There’s further ambiguity around Personal Guarantors (‘PG’). Does a PG guaranteeing the commercial debts of a company have to be treated in the same way as a Sole Trader? After all, they’re an individual, which means that, based on current understanding, I would say it does, as we are now pursuing an individual and that is something that’s clearly within the remit of the protocol.
The water is muddied yet further here by additional levels of admin required by the PAP and by the rules surrounding collections. A B2B Creditor in this scenario may have to send one form of Letter Before Action to the Limited Company before then sending a 30-day Pre-Action Protocol Letter Before Action to the Personal Guarantor. Or is it regarded as good practice to ‘miss out’ the LBA to the Company and go straight for the PG? As a Creditor are we all happy that we have established the Company’s inability to pay?

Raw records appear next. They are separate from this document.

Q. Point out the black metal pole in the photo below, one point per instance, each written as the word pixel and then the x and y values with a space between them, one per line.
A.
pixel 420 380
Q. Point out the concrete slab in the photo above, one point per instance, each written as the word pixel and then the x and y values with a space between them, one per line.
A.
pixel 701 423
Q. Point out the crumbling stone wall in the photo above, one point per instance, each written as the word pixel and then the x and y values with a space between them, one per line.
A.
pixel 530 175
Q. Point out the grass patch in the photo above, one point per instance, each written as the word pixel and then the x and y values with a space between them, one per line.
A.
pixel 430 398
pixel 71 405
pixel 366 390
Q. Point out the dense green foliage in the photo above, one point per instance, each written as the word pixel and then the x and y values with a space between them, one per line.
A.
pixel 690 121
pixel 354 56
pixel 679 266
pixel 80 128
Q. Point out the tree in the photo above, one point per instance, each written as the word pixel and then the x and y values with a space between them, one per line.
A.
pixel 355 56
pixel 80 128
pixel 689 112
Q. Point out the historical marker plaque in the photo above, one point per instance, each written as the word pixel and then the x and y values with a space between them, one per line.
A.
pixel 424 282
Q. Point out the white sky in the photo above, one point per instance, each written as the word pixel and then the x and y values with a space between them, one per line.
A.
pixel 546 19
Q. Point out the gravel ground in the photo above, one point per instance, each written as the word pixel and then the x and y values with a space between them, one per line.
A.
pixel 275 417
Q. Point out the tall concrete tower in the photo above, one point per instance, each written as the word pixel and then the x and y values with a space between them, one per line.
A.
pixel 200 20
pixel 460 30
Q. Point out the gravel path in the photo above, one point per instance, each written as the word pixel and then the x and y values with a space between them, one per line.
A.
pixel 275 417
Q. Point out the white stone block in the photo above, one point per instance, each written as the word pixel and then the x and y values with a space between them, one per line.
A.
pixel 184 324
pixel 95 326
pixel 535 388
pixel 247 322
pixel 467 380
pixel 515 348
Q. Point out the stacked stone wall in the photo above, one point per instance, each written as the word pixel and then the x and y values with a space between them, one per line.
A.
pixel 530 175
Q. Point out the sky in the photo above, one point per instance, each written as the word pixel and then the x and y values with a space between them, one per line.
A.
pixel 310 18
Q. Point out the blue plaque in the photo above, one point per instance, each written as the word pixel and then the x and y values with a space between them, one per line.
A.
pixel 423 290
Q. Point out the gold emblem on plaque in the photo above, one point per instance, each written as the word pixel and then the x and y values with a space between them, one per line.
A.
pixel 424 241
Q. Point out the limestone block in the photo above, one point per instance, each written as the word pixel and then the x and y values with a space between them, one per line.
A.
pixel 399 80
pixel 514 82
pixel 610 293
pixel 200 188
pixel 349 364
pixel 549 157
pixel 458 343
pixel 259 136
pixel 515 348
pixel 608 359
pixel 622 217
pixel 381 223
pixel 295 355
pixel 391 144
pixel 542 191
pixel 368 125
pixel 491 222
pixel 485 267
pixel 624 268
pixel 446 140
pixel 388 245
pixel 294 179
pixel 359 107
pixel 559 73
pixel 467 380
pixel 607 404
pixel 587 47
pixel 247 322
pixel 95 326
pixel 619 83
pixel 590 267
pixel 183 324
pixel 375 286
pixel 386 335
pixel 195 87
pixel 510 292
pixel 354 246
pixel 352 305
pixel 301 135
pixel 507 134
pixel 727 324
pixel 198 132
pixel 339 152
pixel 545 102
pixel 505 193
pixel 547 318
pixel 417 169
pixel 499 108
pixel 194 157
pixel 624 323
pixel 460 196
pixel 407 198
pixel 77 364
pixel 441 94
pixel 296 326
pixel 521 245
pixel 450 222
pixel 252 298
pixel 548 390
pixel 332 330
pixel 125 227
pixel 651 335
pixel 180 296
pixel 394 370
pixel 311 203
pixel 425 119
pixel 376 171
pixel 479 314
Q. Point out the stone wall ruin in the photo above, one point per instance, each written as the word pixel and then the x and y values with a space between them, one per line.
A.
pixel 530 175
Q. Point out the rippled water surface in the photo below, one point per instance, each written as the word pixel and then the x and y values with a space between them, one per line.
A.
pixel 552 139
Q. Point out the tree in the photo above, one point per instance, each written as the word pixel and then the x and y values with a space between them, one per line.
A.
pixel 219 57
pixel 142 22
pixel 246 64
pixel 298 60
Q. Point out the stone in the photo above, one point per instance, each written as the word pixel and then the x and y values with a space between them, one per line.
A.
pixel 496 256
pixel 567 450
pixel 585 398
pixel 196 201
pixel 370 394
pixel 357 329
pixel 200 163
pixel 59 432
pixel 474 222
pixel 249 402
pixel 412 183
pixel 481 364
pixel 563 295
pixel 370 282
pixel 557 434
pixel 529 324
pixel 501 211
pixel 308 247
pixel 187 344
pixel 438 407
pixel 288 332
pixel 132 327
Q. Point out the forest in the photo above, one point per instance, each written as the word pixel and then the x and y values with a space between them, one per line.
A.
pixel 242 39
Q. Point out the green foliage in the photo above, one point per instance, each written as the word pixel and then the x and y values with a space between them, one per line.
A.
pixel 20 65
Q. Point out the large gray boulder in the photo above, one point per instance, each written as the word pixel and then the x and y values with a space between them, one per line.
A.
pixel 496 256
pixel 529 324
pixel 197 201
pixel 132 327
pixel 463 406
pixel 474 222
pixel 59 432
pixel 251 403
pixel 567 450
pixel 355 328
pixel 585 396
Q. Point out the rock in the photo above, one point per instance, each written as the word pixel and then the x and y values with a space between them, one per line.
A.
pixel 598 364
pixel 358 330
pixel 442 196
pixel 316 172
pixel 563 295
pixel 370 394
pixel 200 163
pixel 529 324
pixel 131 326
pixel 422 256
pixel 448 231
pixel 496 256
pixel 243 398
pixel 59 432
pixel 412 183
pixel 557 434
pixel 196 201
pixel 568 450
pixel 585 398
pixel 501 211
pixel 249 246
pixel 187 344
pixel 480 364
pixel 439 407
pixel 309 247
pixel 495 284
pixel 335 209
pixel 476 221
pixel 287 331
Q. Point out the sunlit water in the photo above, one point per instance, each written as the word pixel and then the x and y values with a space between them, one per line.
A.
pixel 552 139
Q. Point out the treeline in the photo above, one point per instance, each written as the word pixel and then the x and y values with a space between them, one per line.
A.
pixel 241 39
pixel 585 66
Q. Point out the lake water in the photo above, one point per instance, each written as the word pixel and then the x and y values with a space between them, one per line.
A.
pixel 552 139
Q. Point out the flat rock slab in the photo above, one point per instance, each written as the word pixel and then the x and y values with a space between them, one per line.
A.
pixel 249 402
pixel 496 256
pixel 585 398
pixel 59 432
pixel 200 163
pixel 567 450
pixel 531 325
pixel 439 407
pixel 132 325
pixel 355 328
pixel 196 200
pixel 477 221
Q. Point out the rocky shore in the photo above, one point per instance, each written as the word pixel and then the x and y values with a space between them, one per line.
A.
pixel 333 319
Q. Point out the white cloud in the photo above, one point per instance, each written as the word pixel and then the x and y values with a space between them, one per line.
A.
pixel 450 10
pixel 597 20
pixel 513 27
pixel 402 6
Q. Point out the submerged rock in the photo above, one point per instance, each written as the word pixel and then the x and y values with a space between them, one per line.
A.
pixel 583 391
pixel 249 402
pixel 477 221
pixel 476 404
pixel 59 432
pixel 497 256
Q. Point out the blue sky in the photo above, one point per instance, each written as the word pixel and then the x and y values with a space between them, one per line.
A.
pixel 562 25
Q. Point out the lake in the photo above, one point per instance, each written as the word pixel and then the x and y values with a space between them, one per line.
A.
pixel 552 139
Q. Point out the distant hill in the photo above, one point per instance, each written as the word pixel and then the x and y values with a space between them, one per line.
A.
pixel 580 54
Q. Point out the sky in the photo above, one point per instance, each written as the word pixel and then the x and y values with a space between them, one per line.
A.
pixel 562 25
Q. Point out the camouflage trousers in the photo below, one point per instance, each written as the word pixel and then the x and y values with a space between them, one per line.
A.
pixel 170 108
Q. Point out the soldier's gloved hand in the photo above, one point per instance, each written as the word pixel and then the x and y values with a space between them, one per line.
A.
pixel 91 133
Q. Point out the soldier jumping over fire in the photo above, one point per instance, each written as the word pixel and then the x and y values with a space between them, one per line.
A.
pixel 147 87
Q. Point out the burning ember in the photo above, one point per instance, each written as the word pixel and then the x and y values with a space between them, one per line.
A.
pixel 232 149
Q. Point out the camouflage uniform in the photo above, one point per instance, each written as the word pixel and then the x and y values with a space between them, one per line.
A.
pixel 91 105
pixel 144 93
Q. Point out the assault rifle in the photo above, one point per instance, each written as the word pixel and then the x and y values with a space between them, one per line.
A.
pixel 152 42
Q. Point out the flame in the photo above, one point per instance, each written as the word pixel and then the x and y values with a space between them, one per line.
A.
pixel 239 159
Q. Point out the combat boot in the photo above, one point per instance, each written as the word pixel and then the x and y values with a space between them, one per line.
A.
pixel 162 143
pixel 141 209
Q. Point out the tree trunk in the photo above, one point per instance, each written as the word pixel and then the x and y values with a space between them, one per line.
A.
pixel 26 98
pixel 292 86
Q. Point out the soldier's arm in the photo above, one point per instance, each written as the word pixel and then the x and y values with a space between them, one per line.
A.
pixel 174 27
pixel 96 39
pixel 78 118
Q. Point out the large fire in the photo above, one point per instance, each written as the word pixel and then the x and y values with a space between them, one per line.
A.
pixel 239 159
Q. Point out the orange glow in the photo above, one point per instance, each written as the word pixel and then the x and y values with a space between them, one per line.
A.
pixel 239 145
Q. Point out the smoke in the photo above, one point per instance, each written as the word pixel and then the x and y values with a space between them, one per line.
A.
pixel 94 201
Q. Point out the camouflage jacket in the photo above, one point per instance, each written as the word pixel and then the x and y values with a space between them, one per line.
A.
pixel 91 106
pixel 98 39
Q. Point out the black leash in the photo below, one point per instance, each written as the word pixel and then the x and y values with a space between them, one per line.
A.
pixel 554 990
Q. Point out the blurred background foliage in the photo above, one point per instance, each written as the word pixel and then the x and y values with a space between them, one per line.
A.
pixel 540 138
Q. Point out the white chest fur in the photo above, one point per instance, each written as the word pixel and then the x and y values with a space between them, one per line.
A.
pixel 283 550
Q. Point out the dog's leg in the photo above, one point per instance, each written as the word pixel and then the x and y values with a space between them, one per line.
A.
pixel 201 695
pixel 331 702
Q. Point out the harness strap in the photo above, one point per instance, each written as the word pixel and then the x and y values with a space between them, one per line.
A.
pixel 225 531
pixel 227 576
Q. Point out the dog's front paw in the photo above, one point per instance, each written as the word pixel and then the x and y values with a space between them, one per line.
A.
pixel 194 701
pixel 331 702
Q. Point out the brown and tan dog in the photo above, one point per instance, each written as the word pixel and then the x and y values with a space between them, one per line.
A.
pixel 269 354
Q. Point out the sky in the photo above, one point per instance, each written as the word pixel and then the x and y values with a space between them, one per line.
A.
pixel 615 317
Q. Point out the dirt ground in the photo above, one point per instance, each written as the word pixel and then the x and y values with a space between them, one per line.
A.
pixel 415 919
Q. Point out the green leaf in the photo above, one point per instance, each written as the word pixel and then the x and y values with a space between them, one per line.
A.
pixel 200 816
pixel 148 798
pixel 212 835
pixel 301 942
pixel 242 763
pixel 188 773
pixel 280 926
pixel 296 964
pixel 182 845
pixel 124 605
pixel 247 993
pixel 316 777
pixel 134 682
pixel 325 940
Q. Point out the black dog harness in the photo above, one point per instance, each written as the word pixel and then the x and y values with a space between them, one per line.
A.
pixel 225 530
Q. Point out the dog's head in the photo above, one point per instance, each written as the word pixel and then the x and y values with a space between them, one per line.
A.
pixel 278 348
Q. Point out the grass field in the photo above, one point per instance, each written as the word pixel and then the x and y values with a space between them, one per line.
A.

There’s a very good chance that the company Director (who is likely to be the PG) could receive one demand for payment within 14 days addressed to their Company and then a second demand for payment to be paid within 30 days. A confusing circumstance, which could potentially postpone the Letter Before Action to the Limited Company by 16 days, causing yet more delay, administration and further problems for the B2B Creditor. It’s a grey area within the protocol that needs clarification if we’re to facilitate a smoother process and avoid preventable admin.
To summarise, I hope the PAP is revisited soon and that more input is sought from the B2B community to try and remove the ambiguity within the statute’s wording. I believe that with a few amendments, it’s possible to achieve a fair and consistent regime for the treatment of all, while still meeting the objectives of the initial PAP proposal.
From a personal point of view, I’d be happy to go back to the original draft, excluding all B2B debts from the statute, however that’s ultimately for the lawmakers to decide – I just hope they take industry voices into account if they do revisit it in the not too distant future.